Wednesday, November 29, 2017

First handout, 2017

If every man, woman, boy and girl, could be induced to read science fiction right along, there would certainly be a great resulting benefit to the community, in that the educational standard of its people would be raised tremendously. Science fiction would make people happier, give them a broader understanding of the world, make them more tolerant.
--Hugo Gernsback, editorial in Amazing Stories (1927), qtd. in Brooks Landon, Science Fiction After 1900: From the Steam Man to the Stars (New York: Routledge, 2002 [1995]), 52





When I grow up I would like to write something that someone could read sitting on a bench on a day that isn’t all that warm and they could sit reading it and totally forget where they were or what time it was so that they were more inside the book than inside their own head. I’d like to write like Delany or Heinlein or Le Guin.
--Jo Walton, Among Others (New York: Tor, 2010), 52





"OK, Chief! All tight here. You say it's ten light-years to that star. How long's it going to take us to get there?"
"About ten minutes."
--E. E. "Doc" Smith, Skylark Three (Lincoln, Neb.: Bison, 20004 [1930]), 172





Then her world exploded.
If such a string of words appeared in a mundane fiction text, more than likely we would respond to it as an emotionally muzzy metaphor...
He turned on his left side.
---Samuel R. Delany, "Science Fiction and 'Literature,'" in D. Hartwell and M. Wolf, eds., Visions of Wonder (New York: Tor, 1996), 448





"Mr. Million," my father said, "is perhaps a bit more sentimental than I—besides, I don't like to go out. You see, doctor, your supposition that we are all truly the same individual will have to be modified. We have our little variations."
---Gene Wolfe, "The Fifth Head of Cerberus," in The World Treasury of Science Fiction, ed. David G. Hartwell (Boston: Little, Brown, 1989), 239





Although SF does not generate story-structures of its own, it transforms popular cultural materials by reorienting their concerns towards its characteristic horizons: the transformation of human societies as a result of innovations attending technoscientific projects.
--Istvan Csicsery-Ronay, Jr., The Seven Beauties of Science Fiction_ (Middletown, Conn.: Wesleyan Univ. Press, 2008), 7





Science fiction is always about the here and now, about this place where humans live.
--Justine Larbalestier, "Introduction," in Larbalestier, ed., Daughters of Earth: Feminist Science Fiction in the 20th Century (Middletown, Conn.: Wesleyan Univ., 2004), xviii





All fiction is metaphor. Science fiction is metaphor.
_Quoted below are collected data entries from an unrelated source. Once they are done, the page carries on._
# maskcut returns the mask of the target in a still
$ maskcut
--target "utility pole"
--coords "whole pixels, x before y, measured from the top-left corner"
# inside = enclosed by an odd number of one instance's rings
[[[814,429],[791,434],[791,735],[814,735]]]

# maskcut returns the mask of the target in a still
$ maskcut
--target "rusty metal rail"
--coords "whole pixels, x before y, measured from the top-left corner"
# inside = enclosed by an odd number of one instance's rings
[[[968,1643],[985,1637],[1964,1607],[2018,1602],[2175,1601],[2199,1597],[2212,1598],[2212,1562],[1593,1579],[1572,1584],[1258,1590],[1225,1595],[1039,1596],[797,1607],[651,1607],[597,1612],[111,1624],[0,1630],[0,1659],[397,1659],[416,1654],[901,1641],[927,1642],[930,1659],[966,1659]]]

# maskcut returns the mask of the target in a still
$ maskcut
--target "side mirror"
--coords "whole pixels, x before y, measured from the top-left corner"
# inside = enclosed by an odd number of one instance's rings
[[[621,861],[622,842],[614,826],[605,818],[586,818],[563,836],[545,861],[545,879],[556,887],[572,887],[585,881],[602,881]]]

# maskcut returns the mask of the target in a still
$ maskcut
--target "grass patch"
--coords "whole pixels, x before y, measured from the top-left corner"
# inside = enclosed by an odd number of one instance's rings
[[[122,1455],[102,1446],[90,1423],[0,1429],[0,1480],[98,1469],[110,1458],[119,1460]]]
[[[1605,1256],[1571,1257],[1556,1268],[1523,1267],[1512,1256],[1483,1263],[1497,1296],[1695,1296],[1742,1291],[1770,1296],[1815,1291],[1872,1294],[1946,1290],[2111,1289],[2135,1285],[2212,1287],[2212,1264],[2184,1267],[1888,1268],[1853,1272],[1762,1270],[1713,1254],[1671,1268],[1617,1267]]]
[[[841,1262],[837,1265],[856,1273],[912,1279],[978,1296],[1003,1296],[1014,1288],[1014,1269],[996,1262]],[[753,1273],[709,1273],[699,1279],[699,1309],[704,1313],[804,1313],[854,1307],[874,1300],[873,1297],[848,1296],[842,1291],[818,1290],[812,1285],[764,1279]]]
What sets it apart from older forms of fiction seems to be its use of new metaphors, drawn from certain great dominants of our contemporary life—science, all the sciences, and technology, and the relativistic and the historical outlook among them…. The future, in fiction, is a metaphor.
--Ursula K. LeGuin, "Introduction" (1976), in The Left Hand of Darkness (New York: Ace, 1976 [1969]), xii


“Alien planets aren’t Earth, you know. You have to expect wacky things, get along with them, accept them on the basis of the logic that makes them the way they are.”
“I know all that, agreed Mackenzie, “but honest, chief, this place gets in my hair at times. Trees that shoot at you, moss that talks, vines that heave thunderbolts at you—and now, the Encyclopedia.”
--Clifford D. Simak, “Ogre” (1944), in The Best of Astounding, ed. Tony Lewis (New York: Baronet, 1978), 155





Only science fiction can properly confront the moral questions implicit in the political task of steering the human world into a future... I do not say simply that science fiction is useful in this respect: I say that it is necessary.
---Brian Stableford, "To Bring in Fine Things," in Visions of Wonder, 674





"Let me get this straight: you're the KGB's core AI, but you're afraid of a copyright infringement lawsuit over your translator semiotics?" Manfred pauses in mid-stride, narrowly avoids being mown down by a GPS-guided roller-blader.
"Am have been badly burned by viral end-user license agreements... Manfred, you must help me-we. Am wishing to defect."
--Charles Stross, "Lobsters," in V. MacIntyre, Nebula Awards Showcase 2004 (New York: Penguin, 2004), 230





[The video] arcade seems nothing more than a defunct landmark around which has gathered this intense cult of paperwork-hobbyists. A wiry teenager in tight black jeans and a black t-shirt prowls among the tables with the provocative confidence of a pool hustler, a long skinny cardboard box slung over his shoulder like a rifle. "These are my ethnic group," he explains in response to the look on her face. --Neal Stephenson, Cryptonomicon (New York: Avon, 1999), 647.